Organizations have embraced mandatory arbitration largely because of the confidential protection and cost savings it provides. Lawsuits in courts are open to the public, but arbitration is a secret proceeding that is shrouded in confidentiality, often requiring a sweeping non-disclosure agreement from the complainant as a condition of any compensation. Companies generally win more in arbitration, and when they lose, the damages are often much less than if decided by a jury. Arbitration awards can only be appealed on limited grounds, so the employee has few options if dissatisfied with the result.

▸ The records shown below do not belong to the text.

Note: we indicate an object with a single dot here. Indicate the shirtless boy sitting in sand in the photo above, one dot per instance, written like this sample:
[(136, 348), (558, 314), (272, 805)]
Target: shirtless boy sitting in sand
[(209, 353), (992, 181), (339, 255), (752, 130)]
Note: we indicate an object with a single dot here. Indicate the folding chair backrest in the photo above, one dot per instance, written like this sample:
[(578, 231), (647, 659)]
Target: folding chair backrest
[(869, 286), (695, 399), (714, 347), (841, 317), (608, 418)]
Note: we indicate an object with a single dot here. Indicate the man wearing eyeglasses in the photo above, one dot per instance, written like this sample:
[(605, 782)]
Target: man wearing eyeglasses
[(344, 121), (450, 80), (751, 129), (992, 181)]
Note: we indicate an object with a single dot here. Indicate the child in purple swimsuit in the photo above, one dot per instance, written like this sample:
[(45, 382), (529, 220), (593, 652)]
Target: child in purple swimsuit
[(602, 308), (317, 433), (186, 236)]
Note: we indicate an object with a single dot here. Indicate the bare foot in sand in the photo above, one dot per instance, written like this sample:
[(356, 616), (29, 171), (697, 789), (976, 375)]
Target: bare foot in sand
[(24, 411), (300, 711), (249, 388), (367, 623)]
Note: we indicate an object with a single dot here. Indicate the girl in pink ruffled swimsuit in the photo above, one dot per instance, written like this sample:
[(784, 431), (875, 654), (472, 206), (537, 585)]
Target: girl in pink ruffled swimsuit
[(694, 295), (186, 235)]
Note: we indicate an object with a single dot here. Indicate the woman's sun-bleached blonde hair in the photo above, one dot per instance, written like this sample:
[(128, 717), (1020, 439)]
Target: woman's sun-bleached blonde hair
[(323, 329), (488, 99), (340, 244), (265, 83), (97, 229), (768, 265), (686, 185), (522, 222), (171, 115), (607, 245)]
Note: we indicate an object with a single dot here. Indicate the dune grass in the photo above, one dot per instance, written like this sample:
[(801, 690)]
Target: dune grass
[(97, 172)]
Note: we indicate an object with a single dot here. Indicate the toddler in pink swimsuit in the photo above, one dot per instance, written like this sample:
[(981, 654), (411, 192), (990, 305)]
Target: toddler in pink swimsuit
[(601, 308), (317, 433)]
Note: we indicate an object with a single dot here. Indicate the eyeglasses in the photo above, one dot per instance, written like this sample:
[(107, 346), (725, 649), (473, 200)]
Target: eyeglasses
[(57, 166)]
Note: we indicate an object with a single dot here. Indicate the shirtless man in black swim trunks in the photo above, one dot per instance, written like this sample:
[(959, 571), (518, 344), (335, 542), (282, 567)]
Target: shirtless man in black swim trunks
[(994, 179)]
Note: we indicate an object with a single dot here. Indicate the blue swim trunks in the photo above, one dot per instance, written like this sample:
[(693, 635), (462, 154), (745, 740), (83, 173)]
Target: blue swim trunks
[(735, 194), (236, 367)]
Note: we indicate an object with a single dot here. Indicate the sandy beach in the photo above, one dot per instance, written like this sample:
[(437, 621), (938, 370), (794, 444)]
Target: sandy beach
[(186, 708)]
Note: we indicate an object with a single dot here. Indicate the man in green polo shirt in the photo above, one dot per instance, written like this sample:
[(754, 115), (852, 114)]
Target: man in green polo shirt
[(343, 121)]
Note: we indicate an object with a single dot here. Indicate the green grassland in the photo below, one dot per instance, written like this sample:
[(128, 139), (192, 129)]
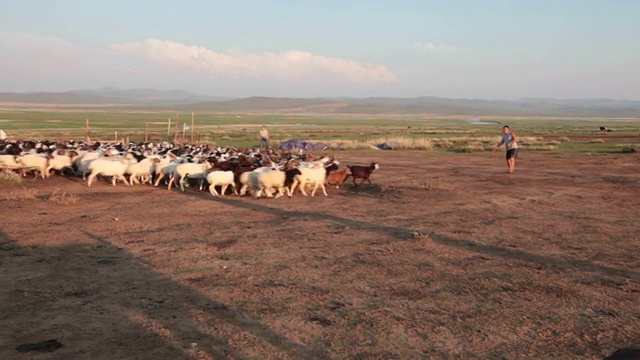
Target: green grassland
[(341, 131)]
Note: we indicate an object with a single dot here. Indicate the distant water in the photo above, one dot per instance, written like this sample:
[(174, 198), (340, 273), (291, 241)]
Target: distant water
[(482, 122)]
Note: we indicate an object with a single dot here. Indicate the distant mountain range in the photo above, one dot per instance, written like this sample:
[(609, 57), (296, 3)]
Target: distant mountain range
[(187, 101)]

How is this relevant to ethical culture?

In practice, mandatory arbitration has meant that serious and destructive misconduct can remain hidden, and the perpetrators remain unsanctioned. When FOX News anchor Gretchen Carlson brought legal proceedings against CEO Roger Ailes in 2016, she was bound by a mandatory arbitration provision that kept her allegations secret. In the end, her lawyers found a way around the clause, and she recovered $20 million in a settlement. Dozens of other women came forward and Ailes was forced to step down.

The new legislation invalidates such restrictions. The epidemic of sexual harassment settlements and legal actions that erupted in the wake of #MeToo suggests that predatory behavior was allowed to flourish without accountability, protected by secret proceedings, and with limited consequences. For organizations invested in ethics and compliance, ensuring one standard of justice for everyone, at every level, is fundamental.

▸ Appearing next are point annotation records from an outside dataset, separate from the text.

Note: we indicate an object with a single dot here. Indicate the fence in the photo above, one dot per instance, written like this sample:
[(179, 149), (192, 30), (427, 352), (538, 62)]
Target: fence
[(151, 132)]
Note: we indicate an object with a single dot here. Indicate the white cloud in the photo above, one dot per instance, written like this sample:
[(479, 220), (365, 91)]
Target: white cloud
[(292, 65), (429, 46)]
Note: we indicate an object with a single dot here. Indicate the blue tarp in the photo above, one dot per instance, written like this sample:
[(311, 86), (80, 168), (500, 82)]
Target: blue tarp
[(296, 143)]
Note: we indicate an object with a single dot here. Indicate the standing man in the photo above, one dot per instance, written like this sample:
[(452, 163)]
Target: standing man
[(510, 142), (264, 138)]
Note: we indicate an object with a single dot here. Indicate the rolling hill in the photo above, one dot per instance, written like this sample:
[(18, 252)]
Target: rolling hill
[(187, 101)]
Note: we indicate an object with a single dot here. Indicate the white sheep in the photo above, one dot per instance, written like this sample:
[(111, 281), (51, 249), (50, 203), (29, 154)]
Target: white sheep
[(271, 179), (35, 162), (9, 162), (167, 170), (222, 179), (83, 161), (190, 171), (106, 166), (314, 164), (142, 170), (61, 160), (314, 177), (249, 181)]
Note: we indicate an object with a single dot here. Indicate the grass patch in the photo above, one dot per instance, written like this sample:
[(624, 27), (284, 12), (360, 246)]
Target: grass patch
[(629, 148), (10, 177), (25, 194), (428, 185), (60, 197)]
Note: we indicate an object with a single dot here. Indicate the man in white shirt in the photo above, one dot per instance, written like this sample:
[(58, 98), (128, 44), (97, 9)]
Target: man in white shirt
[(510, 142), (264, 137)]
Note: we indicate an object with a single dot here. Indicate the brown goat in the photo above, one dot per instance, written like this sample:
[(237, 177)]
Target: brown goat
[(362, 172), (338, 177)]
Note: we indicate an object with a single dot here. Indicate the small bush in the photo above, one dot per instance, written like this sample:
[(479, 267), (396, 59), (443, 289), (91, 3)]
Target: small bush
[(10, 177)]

Transparency enhances ethical culture

Moreover, our research—and that of other organizations—shows that transparency, a.k.a. sunshine, is an essential element of an effective ethical culture. As LRN’s Founder and Chairman, Dov Seidman, articulated it, being fully transparent about how you operate and make decisions that affect stakeholders, having the courage to publish explicit standards and expectations of conduct, and fighting to maintain them—however inconvenient—are hallmarks of executives who lead with moral authority, thus strengthening their ethical culture. And LRN’s recently published Benchmark of Ethical Culture demonstrates that companies with the strongest ethical cultures outperform by approximately 40% across key measures of business performance, including customer satisfaction, employee loyalty, innovation, adaptability, and growth.

Our research on how E&C programs fared during the pandemic shows that leaders embraced transparency in meeting the demands of a changed workplace. According to our 2022 E&C Program Effectiveness Report, 96 percent of our 1,200 respondents reported that their leaders and managers communicated candidly about the challenges facing them during the crisis. Significantly, 82 percent reported that their organization’s ethical culture emerged stronger from the pandemic, an encouraging sign of program effectiveness.

Thus, the new act is a welcome step towards transparency and accountability, two essential features of an effective ethics and compliance program.